The Living Legacy Garden, located north of the Garden Exhibition Building, was dedicated as a part of the city’s celebration of the Bicentennial anniversaries for our nation’s independence on July 4, 1776 along with the signing of the U.S. Constitution on September 17,1787.

The Xeriscape Garden, created in 1991, demonstrated water conservation landscaping, and horticultural techniques. It featured plants that thrive on local rainfall, or efficient irrigation systems and other xeriscape practices such as soil improvement, hardscape and mulches.

The Shepherd Garden was constructed in 1964 on a sloping embankment on the East Lake.
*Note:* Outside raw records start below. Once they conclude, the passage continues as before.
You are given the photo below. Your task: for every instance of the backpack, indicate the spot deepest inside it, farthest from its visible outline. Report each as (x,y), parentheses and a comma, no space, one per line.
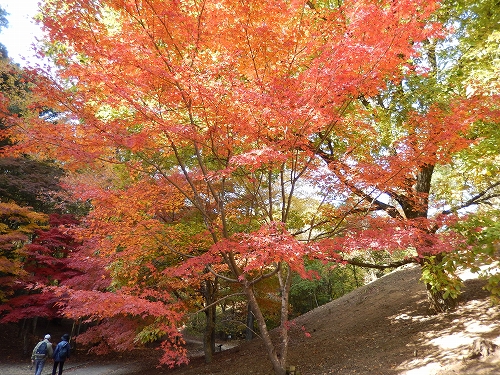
(41,350)
(63,351)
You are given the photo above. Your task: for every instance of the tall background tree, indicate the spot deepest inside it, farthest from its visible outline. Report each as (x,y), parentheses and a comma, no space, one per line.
(233,111)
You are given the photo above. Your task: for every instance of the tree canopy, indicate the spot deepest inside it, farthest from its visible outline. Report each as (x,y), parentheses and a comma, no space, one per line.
(197,129)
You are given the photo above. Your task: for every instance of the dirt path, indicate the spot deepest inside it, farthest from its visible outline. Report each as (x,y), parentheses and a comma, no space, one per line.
(383,328)
(77,368)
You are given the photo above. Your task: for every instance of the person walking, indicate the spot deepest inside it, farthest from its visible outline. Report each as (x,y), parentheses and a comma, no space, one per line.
(41,352)
(61,353)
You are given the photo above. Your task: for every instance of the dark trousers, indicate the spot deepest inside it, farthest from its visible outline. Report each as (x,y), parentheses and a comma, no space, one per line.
(60,364)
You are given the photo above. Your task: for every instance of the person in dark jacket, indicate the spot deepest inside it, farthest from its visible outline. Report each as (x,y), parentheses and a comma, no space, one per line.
(38,359)
(61,353)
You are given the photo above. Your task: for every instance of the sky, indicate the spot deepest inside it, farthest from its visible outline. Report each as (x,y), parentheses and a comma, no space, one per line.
(22,31)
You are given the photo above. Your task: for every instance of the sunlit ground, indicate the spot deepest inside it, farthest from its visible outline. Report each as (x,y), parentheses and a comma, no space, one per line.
(446,350)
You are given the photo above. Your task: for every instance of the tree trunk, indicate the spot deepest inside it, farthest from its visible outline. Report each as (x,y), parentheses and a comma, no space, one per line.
(250,325)
(209,293)
(264,332)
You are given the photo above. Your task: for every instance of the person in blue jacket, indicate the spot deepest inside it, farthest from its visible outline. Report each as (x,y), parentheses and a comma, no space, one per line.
(61,353)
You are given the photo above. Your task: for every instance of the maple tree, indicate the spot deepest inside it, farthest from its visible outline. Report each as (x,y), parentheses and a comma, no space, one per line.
(229,108)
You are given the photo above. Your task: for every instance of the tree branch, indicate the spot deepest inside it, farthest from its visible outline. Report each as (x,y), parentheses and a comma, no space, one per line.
(397,264)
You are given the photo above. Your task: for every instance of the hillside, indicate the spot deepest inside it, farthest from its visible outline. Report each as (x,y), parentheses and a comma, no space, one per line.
(381,328)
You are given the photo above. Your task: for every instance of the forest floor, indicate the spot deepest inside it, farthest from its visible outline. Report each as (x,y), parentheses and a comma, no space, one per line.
(383,328)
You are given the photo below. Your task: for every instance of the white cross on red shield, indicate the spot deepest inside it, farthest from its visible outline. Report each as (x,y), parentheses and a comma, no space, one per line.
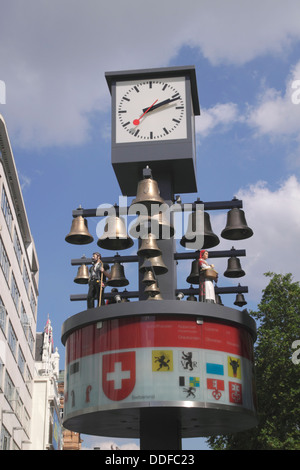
(118,374)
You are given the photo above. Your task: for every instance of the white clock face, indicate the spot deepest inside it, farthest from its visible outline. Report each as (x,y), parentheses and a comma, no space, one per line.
(151,110)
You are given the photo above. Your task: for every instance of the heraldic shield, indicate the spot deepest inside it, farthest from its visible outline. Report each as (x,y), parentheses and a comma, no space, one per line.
(118,374)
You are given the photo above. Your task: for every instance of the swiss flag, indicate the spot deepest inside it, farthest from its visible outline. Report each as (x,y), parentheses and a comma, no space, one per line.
(118,374)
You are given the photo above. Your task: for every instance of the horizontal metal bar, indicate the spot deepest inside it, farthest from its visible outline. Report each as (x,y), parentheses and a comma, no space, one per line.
(212,254)
(191,291)
(177,256)
(215,205)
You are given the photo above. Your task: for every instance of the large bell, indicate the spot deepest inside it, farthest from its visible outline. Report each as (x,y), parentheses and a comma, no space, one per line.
(159,225)
(234,268)
(148,277)
(155,297)
(210,238)
(79,233)
(148,193)
(115,236)
(236,226)
(193,277)
(240,300)
(82,275)
(219,300)
(118,278)
(153,289)
(195,230)
(157,263)
(149,247)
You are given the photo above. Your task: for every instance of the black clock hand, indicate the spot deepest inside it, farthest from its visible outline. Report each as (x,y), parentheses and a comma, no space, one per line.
(162,103)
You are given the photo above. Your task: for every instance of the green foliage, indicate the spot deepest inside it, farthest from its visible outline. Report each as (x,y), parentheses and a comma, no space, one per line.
(277,376)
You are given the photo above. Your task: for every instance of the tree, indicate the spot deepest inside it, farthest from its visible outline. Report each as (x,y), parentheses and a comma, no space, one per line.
(277,372)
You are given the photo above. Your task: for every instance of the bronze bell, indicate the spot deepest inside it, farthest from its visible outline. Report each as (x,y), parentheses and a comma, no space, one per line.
(79,233)
(118,278)
(82,275)
(148,193)
(157,263)
(148,277)
(193,278)
(153,289)
(115,236)
(234,268)
(236,226)
(240,300)
(155,297)
(210,238)
(158,225)
(149,247)
(199,231)
(191,298)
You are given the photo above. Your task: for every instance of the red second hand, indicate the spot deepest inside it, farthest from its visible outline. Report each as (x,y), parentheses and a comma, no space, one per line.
(137,121)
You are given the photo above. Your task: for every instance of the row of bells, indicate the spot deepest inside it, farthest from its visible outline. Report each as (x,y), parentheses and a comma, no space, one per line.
(118,279)
(115,236)
(239,299)
(234,270)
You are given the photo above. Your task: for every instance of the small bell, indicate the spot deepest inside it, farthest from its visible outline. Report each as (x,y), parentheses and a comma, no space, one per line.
(236,226)
(234,268)
(155,297)
(148,277)
(193,277)
(82,275)
(79,233)
(118,278)
(218,299)
(240,300)
(191,298)
(159,225)
(115,236)
(149,247)
(148,193)
(157,264)
(153,289)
A bronze plaque commemorates this garden dedicated to the Charter members of the Garden Flower Club. The garden, including the foot bridge crossing the East Lake creek, was a gift from the Shepherd foundation.

In 1967, Henry Walter, with the help of OKC Council of Garden Clubs, obtained a Sears grant to help purchase 500 plants and a sprinkling system. From other grants and donations from Warren’s Nursery, Mr. Walter planted additional azaleas to enlarge the trail to 2,500 azaleas.
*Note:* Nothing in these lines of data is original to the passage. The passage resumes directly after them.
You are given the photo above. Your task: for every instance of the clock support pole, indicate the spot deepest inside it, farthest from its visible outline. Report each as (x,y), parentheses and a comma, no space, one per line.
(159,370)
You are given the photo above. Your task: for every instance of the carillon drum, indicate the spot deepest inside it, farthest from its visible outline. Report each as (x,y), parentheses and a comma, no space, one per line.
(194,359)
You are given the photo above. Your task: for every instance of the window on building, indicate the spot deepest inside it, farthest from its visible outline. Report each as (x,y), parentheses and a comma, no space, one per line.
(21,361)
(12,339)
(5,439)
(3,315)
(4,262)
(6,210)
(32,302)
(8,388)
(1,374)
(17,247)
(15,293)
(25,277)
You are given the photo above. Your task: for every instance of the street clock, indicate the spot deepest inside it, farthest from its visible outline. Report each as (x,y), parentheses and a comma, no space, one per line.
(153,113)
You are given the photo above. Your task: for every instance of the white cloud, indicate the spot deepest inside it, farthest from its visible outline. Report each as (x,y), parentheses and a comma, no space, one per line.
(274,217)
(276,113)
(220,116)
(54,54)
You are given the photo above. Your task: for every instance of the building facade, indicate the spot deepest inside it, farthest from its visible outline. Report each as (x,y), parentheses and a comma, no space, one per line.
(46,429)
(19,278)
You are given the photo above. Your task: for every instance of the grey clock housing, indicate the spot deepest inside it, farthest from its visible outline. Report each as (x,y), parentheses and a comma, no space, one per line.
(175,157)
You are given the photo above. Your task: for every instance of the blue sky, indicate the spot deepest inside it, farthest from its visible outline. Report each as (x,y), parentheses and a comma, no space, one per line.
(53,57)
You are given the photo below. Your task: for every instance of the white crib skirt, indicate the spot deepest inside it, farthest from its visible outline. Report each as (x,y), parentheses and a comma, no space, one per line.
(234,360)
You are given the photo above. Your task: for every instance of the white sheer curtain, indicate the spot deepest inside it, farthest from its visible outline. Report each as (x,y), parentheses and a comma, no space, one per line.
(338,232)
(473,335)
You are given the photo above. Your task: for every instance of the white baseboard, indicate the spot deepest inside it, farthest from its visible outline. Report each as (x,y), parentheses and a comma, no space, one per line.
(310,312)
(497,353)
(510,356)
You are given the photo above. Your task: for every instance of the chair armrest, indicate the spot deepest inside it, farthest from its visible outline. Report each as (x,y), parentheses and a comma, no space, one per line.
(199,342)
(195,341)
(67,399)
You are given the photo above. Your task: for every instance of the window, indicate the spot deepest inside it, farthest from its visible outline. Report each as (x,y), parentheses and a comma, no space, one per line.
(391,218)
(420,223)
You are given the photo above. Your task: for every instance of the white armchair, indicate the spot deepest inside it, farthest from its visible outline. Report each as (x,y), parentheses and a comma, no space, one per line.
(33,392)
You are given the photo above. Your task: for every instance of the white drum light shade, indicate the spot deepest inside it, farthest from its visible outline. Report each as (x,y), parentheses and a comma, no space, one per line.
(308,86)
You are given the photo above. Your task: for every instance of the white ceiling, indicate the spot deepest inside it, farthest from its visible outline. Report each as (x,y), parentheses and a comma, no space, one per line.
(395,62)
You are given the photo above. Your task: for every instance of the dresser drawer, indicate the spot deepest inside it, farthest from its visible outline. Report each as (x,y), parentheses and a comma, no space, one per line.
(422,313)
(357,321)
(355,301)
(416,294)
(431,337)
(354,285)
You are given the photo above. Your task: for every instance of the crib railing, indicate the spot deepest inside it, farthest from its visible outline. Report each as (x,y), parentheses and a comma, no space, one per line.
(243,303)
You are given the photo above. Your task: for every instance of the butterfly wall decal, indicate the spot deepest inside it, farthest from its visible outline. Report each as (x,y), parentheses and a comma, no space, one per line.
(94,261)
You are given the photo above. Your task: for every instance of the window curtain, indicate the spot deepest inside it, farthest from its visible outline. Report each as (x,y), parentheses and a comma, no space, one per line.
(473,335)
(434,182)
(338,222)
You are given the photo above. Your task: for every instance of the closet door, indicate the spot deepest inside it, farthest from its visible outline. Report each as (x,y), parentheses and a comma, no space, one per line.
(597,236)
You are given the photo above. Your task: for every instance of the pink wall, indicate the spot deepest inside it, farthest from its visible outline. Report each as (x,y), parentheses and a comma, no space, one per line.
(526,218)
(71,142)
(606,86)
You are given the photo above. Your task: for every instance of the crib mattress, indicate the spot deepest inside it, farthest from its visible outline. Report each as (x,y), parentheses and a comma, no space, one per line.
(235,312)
The Rock Garden was designed and planted from 1952-1954. The tiers of red sandstone boulders were dragged into place by teams of horses and placed to form a naturalistic amphitheater. It showcased perennials and native wildflowers planted in the pockets formed between boulders. Because of the growth of trees in the area that have shaded out many areas, it has not been planted for many years.

Specialty Beds

Traditionally created in 1937 and made possible through the efforts of local garden groups, these beds contain many varieties of perennials, from new hybrids to old classics.
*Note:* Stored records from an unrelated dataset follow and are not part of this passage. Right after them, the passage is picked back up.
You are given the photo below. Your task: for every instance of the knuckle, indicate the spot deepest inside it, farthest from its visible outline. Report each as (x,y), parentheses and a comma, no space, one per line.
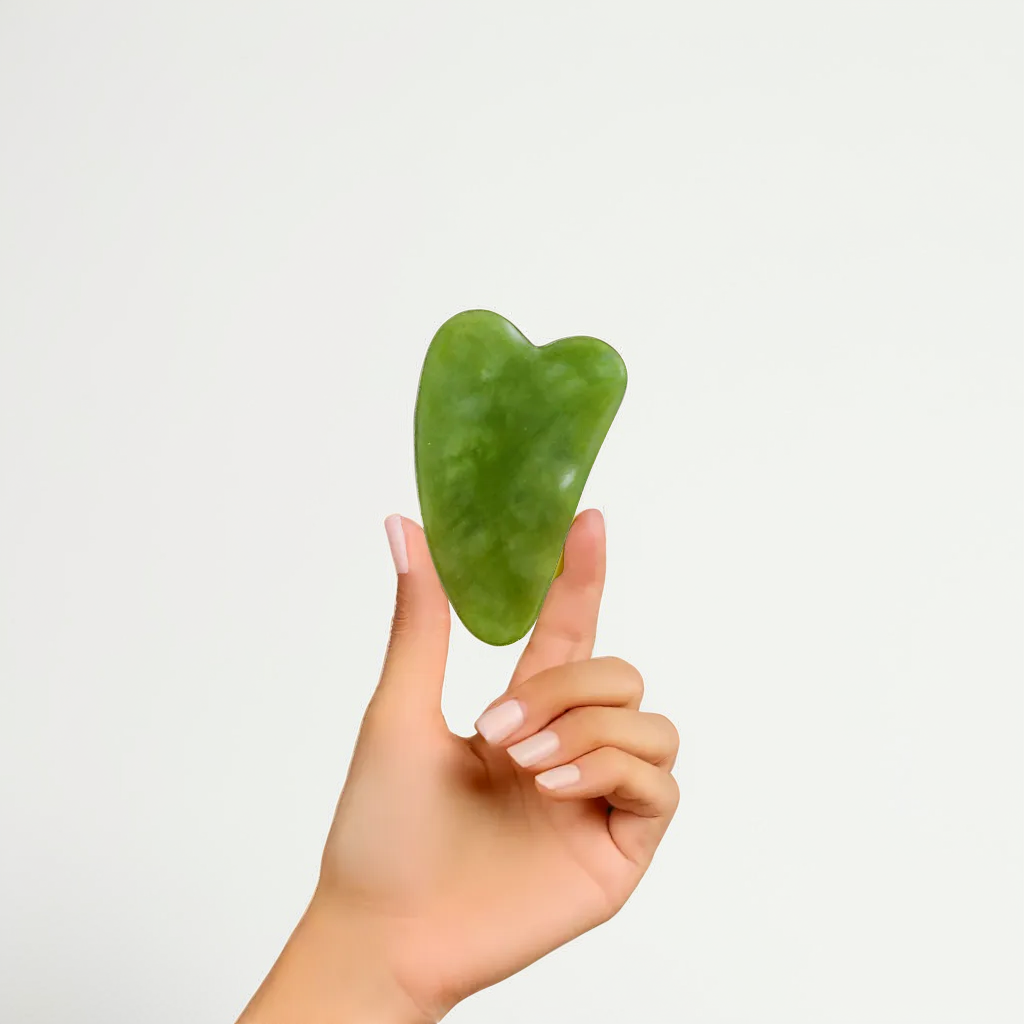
(629,676)
(670,730)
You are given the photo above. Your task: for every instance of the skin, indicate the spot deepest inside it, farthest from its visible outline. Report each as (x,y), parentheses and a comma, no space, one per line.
(449,866)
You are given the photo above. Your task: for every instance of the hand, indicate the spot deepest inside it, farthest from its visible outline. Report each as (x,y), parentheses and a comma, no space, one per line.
(454,862)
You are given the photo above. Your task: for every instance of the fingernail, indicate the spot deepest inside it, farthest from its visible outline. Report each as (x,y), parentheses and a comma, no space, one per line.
(558,778)
(500,722)
(534,749)
(396,538)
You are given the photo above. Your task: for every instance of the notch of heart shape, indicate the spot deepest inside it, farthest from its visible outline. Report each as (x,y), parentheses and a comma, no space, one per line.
(506,435)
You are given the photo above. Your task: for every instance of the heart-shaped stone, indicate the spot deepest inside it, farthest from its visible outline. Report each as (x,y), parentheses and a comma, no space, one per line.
(506,435)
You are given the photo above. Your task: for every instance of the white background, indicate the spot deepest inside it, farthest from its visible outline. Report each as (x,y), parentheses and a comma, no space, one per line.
(227,232)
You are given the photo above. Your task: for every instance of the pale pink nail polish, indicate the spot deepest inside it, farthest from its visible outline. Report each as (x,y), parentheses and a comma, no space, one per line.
(501,722)
(535,749)
(396,538)
(558,778)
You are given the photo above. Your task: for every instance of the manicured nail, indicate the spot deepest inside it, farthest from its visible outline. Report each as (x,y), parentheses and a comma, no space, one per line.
(558,778)
(396,538)
(500,722)
(534,749)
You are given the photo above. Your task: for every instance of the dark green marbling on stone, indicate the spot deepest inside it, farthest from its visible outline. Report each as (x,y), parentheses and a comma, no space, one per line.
(506,435)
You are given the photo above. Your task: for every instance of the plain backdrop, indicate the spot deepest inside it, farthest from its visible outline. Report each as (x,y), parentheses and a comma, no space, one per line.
(227,233)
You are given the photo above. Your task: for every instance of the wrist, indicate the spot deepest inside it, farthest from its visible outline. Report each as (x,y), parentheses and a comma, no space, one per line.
(333,970)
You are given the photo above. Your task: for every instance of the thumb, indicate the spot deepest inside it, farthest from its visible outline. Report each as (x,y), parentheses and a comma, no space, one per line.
(414,667)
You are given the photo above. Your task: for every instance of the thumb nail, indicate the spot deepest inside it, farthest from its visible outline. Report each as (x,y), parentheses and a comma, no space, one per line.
(396,539)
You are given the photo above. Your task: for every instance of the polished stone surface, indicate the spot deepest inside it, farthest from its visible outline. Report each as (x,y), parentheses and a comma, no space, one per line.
(506,435)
  • Daylilies – June is the best time to view these beauties in bloom. The collection is cared for by the Central Oklahoma Hemerocallis Society.
  • Iris – April is the best time to enjoy, and reblooming varieties appearing again in late October. This specialty bed is tended by Oklahoma Iris Society.
  • Peony Garden – The oldest specialty bed; blooms appear around mid-April. The area is marked by a plaque in memory of Opal Brown Hamilton, a well-known local hybridizer, specializing in developing iris for late season blooms.
  • Herb Garden – surrounds the gazebo, displaying herbs used for culinary, medicinal, cosmetic, and aromatic purposes. Maintained by the Oklahoma City Herb Club.